William Beutler on Wikipedia

Archive for August 2009

How Did the New York Times Overestimate Wikipedia’s Popularity? [Corrected]

Tagged as , , , , , , , , , , ,
on August 30, 2009 at 11:59 am

Update: Man, did I blow this one? Yeah, I think I did. David Gerard points out in the comments that updated gobal comScore figures — which are not easy to come by but which have been donated to Wikimedia and are available here — indeed show that the Foundation’s websites at #4 globally, with Wikipedia presumably the biggest traffic-driver by a long shot. So, hey, that’s great news. And that should be more widely-known. However, in the U.S. Wikipedia is still somewhere around #9 overall.

Which brings me to the mistake that got me here: I had misquoted ComScore and Quantcast numbers below as being global figures when in fact they were U.S. That’s just my mistake, and essentially the same mistake I had accused Cohen of making. So, there you have it. I will retreat now to the assertion that the New York Times should adopt Wikipedia’s inclusion of inline citations. Then maybe I wouldn’t make mistakes like this one.

New York Times tech correspondent Noam Cohen, reporting on the final day of the Wikimania conference in Buenos Aires for the NYT’s Bits blog, begins his most recent dispatch as such:

Considering that Wikipedia has reached Top Five world status among Web sites – with more than 330 million users – its annual Wikimania conference, which ended Friday night in BuenosAires, featured a lot of hand-wringing about all the problems the project faces.

What catches my attention is the assertion that Wikipedia has attained “Top Five” status worldwide.

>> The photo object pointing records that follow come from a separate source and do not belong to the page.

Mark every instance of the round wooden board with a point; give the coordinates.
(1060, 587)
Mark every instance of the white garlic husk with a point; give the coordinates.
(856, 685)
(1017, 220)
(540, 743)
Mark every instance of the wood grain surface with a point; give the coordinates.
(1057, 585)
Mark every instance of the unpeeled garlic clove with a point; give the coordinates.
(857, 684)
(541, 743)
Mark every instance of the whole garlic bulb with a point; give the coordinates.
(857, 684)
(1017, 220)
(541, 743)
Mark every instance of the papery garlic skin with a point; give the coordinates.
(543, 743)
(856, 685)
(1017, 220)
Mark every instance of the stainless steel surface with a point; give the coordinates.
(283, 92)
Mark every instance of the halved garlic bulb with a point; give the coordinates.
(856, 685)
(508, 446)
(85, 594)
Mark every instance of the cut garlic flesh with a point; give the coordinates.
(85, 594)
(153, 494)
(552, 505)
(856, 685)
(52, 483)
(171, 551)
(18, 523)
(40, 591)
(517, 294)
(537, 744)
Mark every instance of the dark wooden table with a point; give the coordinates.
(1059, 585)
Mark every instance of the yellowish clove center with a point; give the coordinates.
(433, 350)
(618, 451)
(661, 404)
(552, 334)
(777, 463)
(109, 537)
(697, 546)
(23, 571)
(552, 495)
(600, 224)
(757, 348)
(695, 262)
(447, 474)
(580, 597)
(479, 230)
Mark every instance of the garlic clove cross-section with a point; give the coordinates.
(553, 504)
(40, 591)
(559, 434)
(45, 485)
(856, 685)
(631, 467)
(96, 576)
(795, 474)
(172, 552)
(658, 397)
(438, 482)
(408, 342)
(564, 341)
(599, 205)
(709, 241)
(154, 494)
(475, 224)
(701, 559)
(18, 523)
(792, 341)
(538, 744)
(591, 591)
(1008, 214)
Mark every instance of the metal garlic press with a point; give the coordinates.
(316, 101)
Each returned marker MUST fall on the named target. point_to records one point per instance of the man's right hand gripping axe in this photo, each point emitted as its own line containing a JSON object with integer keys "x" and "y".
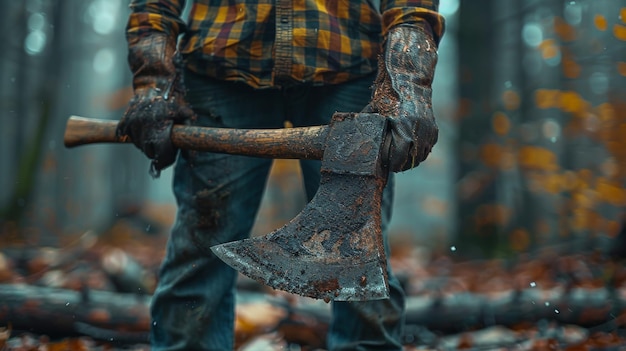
{"x": 159, "y": 100}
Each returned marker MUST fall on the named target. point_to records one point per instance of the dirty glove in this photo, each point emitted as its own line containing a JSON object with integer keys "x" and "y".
{"x": 159, "y": 99}
{"x": 402, "y": 93}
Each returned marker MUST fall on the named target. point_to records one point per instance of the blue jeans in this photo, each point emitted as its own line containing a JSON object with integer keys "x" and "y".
{"x": 218, "y": 197}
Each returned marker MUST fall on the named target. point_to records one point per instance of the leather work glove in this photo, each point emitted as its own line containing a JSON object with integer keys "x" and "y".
{"x": 402, "y": 92}
{"x": 158, "y": 102}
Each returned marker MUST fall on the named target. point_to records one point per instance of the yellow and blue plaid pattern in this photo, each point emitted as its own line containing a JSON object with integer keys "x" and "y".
{"x": 269, "y": 43}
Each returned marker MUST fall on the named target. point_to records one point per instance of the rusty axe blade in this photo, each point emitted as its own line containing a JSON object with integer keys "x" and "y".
{"x": 333, "y": 249}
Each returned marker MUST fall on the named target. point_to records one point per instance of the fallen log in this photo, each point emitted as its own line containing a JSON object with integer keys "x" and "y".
{"x": 587, "y": 307}
{"x": 67, "y": 312}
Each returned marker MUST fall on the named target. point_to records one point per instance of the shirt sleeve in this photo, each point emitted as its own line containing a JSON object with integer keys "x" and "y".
{"x": 150, "y": 16}
{"x": 424, "y": 13}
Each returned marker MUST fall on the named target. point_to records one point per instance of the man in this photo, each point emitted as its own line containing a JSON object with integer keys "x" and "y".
{"x": 257, "y": 64}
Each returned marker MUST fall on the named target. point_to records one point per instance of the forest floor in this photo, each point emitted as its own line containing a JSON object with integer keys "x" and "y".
{"x": 548, "y": 300}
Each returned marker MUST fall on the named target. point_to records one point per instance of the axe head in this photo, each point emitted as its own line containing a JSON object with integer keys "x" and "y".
{"x": 333, "y": 249}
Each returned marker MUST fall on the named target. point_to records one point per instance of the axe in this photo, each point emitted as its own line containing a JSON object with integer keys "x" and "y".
{"x": 333, "y": 249}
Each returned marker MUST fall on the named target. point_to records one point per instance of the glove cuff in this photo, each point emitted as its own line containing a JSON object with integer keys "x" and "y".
{"x": 156, "y": 65}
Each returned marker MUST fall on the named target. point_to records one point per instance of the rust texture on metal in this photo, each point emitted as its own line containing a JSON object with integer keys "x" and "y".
{"x": 333, "y": 249}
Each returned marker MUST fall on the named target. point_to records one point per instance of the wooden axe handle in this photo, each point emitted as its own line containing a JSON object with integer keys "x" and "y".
{"x": 292, "y": 143}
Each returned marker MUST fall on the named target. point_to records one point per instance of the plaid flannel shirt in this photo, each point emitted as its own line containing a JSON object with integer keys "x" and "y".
{"x": 270, "y": 43}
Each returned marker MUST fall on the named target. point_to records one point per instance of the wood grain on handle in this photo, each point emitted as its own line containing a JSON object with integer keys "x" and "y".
{"x": 293, "y": 143}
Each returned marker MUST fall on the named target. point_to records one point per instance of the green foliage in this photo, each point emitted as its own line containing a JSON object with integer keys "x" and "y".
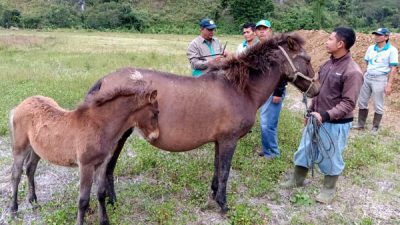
{"x": 248, "y": 214}
{"x": 112, "y": 15}
{"x": 182, "y": 17}
{"x": 60, "y": 16}
{"x": 300, "y": 199}
{"x": 11, "y": 18}
{"x": 250, "y": 11}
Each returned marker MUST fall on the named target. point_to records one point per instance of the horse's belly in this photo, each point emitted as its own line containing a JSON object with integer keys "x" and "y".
{"x": 176, "y": 144}
{"x": 55, "y": 153}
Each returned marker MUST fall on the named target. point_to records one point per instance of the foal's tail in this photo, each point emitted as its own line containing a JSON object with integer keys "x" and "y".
{"x": 11, "y": 126}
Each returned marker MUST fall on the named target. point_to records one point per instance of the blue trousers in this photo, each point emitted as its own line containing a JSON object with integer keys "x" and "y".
{"x": 269, "y": 116}
{"x": 329, "y": 162}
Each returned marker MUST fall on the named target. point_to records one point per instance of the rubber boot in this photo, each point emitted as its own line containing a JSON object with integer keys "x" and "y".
{"x": 328, "y": 190}
{"x": 297, "y": 179}
{"x": 375, "y": 123}
{"x": 362, "y": 117}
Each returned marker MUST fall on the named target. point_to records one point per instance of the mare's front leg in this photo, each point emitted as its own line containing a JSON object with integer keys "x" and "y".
{"x": 226, "y": 151}
{"x": 86, "y": 180}
{"x": 30, "y": 172}
{"x": 214, "y": 183}
{"x": 110, "y": 189}
{"x": 19, "y": 155}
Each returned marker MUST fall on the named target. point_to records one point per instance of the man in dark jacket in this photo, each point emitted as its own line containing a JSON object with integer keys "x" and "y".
{"x": 332, "y": 112}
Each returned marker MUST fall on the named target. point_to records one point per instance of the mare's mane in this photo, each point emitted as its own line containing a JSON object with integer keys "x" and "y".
{"x": 137, "y": 88}
{"x": 260, "y": 57}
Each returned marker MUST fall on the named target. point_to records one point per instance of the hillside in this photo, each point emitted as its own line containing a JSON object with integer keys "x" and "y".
{"x": 181, "y": 17}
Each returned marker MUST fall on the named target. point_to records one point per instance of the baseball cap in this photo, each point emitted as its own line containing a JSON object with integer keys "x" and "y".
{"x": 264, "y": 23}
{"x": 382, "y": 31}
{"x": 207, "y": 23}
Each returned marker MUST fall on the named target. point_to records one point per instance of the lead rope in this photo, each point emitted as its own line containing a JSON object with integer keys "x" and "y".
{"x": 318, "y": 150}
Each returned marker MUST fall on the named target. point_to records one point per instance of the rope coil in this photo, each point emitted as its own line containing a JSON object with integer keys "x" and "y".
{"x": 318, "y": 150}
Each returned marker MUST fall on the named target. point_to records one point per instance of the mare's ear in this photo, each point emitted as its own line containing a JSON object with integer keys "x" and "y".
{"x": 152, "y": 97}
{"x": 95, "y": 88}
{"x": 292, "y": 44}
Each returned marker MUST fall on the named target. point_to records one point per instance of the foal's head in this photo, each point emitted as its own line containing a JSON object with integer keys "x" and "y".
{"x": 135, "y": 101}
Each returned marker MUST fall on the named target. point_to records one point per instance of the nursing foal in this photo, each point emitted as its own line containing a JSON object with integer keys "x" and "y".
{"x": 84, "y": 137}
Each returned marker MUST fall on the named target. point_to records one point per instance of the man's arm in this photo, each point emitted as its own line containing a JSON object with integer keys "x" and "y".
{"x": 351, "y": 89}
{"x": 391, "y": 75}
{"x": 393, "y": 63}
{"x": 193, "y": 55}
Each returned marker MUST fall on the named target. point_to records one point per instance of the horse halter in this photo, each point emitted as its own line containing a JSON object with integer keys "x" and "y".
{"x": 296, "y": 73}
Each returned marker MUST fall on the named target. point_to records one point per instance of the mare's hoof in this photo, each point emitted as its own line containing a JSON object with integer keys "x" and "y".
{"x": 105, "y": 222}
{"x": 224, "y": 211}
{"x": 33, "y": 199}
{"x": 211, "y": 204}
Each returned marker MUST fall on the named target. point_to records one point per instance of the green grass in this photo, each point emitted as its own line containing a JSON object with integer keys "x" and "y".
{"x": 153, "y": 186}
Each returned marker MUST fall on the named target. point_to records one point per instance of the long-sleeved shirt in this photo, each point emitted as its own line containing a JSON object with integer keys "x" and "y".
{"x": 201, "y": 47}
{"x": 341, "y": 80}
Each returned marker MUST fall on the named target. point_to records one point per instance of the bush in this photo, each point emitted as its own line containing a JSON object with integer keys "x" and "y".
{"x": 62, "y": 16}
{"x": 11, "y": 18}
{"x": 32, "y": 21}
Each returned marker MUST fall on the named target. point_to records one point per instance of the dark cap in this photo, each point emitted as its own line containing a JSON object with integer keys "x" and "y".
{"x": 207, "y": 23}
{"x": 382, "y": 31}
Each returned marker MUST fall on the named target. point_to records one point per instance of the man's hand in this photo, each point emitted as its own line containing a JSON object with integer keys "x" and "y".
{"x": 276, "y": 99}
{"x": 317, "y": 116}
{"x": 388, "y": 89}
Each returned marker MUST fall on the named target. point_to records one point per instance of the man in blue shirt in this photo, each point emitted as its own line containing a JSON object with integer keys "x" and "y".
{"x": 270, "y": 110}
{"x": 204, "y": 49}
{"x": 382, "y": 62}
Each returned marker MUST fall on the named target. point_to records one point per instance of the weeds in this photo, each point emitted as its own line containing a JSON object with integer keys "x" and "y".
{"x": 154, "y": 186}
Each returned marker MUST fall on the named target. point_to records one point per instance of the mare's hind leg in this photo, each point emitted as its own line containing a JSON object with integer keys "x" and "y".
{"x": 226, "y": 151}
{"x": 111, "y": 166}
{"x": 101, "y": 193}
{"x": 86, "y": 180}
{"x": 30, "y": 172}
{"x": 19, "y": 154}
{"x": 214, "y": 183}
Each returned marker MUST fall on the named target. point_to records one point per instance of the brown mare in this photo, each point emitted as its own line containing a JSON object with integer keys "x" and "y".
{"x": 85, "y": 137}
{"x": 221, "y": 105}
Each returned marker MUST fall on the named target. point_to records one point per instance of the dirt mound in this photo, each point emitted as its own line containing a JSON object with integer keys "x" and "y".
{"x": 315, "y": 46}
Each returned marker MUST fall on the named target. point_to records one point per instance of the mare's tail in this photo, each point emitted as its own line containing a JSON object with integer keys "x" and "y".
{"x": 11, "y": 126}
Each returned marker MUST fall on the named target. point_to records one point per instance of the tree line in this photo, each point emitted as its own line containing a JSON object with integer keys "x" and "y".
{"x": 182, "y": 16}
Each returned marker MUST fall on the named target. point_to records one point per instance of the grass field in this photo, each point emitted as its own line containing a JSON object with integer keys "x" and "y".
{"x": 157, "y": 187}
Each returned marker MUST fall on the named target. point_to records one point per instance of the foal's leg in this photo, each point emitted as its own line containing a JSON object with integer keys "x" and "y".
{"x": 19, "y": 154}
{"x": 101, "y": 193}
{"x": 30, "y": 172}
{"x": 214, "y": 183}
{"x": 86, "y": 180}
{"x": 111, "y": 166}
{"x": 226, "y": 150}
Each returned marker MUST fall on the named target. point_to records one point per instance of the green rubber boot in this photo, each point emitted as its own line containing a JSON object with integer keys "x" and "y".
{"x": 362, "y": 117}
{"x": 375, "y": 123}
{"x": 328, "y": 190}
{"x": 297, "y": 179}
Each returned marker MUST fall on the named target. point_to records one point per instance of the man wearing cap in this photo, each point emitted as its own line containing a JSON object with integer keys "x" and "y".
{"x": 204, "y": 49}
{"x": 270, "y": 110}
{"x": 250, "y": 38}
{"x": 263, "y": 30}
{"x": 382, "y": 62}
{"x": 331, "y": 116}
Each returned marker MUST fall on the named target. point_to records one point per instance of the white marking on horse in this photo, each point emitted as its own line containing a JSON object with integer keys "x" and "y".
{"x": 136, "y": 75}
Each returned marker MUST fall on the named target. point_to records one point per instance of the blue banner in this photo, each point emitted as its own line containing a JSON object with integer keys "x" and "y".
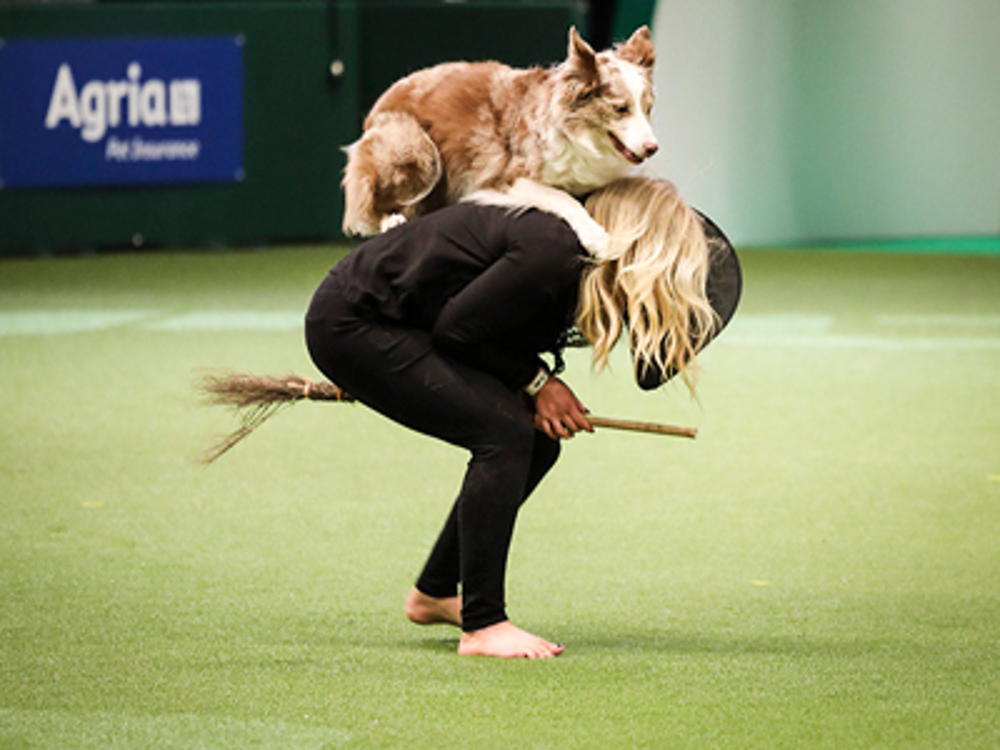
{"x": 122, "y": 111}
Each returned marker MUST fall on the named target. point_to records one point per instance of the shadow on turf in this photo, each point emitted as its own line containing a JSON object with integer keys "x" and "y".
{"x": 700, "y": 643}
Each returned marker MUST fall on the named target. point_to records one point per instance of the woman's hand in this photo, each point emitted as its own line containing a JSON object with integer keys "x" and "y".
{"x": 558, "y": 412}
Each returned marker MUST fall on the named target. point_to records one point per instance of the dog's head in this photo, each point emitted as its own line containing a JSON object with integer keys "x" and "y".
{"x": 610, "y": 95}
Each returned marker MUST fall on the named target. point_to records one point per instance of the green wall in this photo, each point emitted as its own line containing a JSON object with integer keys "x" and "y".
{"x": 807, "y": 121}
{"x": 297, "y": 116}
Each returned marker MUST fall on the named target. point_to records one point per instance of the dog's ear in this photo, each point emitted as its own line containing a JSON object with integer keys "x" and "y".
{"x": 581, "y": 60}
{"x": 638, "y": 49}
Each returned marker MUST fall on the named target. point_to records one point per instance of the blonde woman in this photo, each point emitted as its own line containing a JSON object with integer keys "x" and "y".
{"x": 438, "y": 324}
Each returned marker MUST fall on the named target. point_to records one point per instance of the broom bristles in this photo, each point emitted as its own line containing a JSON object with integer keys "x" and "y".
{"x": 257, "y": 398}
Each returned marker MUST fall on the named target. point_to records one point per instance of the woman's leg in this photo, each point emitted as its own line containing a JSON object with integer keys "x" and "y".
{"x": 442, "y": 572}
{"x": 397, "y": 372}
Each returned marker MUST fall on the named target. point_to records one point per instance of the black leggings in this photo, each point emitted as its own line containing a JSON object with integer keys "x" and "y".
{"x": 396, "y": 371}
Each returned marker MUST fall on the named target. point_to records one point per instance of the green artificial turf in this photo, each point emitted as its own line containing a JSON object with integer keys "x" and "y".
{"x": 819, "y": 569}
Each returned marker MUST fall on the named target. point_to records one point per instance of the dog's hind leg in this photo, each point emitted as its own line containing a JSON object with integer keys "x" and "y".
{"x": 390, "y": 170}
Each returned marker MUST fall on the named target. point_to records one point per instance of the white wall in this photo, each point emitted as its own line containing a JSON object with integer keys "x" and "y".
{"x": 802, "y": 120}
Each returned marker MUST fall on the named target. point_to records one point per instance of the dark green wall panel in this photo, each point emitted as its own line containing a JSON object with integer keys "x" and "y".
{"x": 297, "y": 116}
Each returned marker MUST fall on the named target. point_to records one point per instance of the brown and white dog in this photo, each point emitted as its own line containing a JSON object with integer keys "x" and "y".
{"x": 495, "y": 134}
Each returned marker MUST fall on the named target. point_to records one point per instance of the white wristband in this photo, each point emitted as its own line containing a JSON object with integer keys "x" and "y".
{"x": 541, "y": 377}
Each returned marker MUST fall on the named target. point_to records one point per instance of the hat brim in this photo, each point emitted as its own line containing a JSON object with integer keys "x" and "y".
{"x": 724, "y": 287}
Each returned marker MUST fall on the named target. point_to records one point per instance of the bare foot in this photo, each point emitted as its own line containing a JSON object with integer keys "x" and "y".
{"x": 506, "y": 640}
{"x": 427, "y": 610}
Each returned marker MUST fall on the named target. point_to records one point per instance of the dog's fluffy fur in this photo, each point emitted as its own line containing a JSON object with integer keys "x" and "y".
{"x": 515, "y": 137}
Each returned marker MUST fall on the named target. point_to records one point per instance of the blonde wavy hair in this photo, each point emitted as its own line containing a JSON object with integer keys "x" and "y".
{"x": 654, "y": 284}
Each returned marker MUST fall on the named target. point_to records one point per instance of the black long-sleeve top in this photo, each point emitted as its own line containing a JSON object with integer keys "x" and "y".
{"x": 493, "y": 289}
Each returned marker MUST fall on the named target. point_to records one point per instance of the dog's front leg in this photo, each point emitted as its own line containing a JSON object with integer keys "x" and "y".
{"x": 525, "y": 193}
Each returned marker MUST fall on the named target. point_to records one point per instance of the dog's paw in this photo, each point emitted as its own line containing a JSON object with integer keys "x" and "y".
{"x": 391, "y": 222}
{"x": 595, "y": 239}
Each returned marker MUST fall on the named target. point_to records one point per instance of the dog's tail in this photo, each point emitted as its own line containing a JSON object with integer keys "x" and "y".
{"x": 392, "y": 168}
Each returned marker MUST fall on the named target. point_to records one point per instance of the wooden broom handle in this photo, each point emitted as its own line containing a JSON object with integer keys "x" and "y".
{"x": 634, "y": 426}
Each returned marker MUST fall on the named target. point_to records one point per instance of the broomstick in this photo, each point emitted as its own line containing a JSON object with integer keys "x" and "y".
{"x": 257, "y": 398}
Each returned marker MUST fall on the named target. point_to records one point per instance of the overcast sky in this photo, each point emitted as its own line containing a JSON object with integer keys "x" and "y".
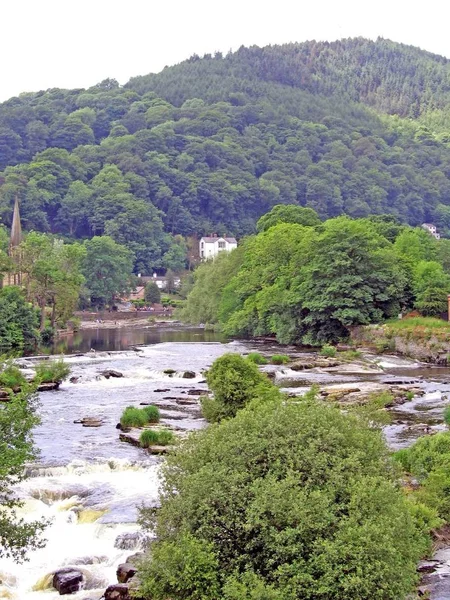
{"x": 68, "y": 43}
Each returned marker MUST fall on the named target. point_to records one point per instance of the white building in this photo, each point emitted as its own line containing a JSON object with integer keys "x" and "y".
{"x": 210, "y": 247}
{"x": 432, "y": 229}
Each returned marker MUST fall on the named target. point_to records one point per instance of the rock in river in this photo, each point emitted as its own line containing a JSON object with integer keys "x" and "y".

Cohen doesn’t provide a source (no small irony there) which makes his decision to uppercase the phrase “Top Five” all the more curious. According to what metric? There are several to choose from. And according to whose calculations? There are several competing firms who collect, analyze and determine such rankings, but none of them is necessarily authoritative.

The best-known but least-respected is Amazon-owned Alexa, which currently puts Wikipedia at #6 globally, according to a combination of users and pageviews counted by Alexa’s (somewhat murky) sources. That’s close, but it’s not in the top five.

Compete.com, a web metrics company which makes some public rankings available, lists Wikipedia at best #9 globally, according to Unique visitors. Somewhat surprisingly, it doesn’t rank for their other metrics, such as Visits and Page views.

A similar company is Comscore (I mean, comScore) which releases such information on a press release basis. Their last report, in July, put Wikimedia Foundation Sites at #10 for Unique visitors — actually down one place from a few months earlier.

Another service is Quantcast, one of the newer entrants and also one of the most-praised. Quantcast currently puts Wikipedia at #8. Although I like that figure — it reflects figures I’ve seen in months past and have quoted numerous times — perhaps we can split the difference and say, right now, Wikipedia is #9 overall. Nothing to be ashamed of there.

But then where does Cohen’s “Top Five” claim derive? I tried Googling for the answer, and I think I might have it.

According to an August 8, 2009 entry published on the blog of a web design firm which may be called PJ Designs and Concepts, Wikipedia lands in the “top five Social Media websites in terms of Inbound Links, Google Page Rank, Alexa Rank, and U.S. traffic data from Compete and Quantcast.” In fact Wikipedia ranks second, behind only MySpace and ahead of YouTube, Facebook and Photobucket. I find this claim somewhat suspicious. For one thing, Facebook routinely ranks in the top three of rankings by Alexa, Compete and Quantcast (follow the above links). It also has an identical PageRank to MySpace: 9/10, which Wikipedia also enjoys. That the post is authored by “admin” does not especially inspire confidence, either. And of course, these are just “social media” sites and not all “Web sites.”

Granted, it’s possible that new scholarship was announced at Wikimania, but I think that would have been worth a headline itself. As much as I’d like to see Wikipedia at #5 (let alone #2) I think we’d know if this was the case. If there is another explanation for Cohen’s assertion than the one I propose above, I can’t find it. But I’ll let you know if I find out.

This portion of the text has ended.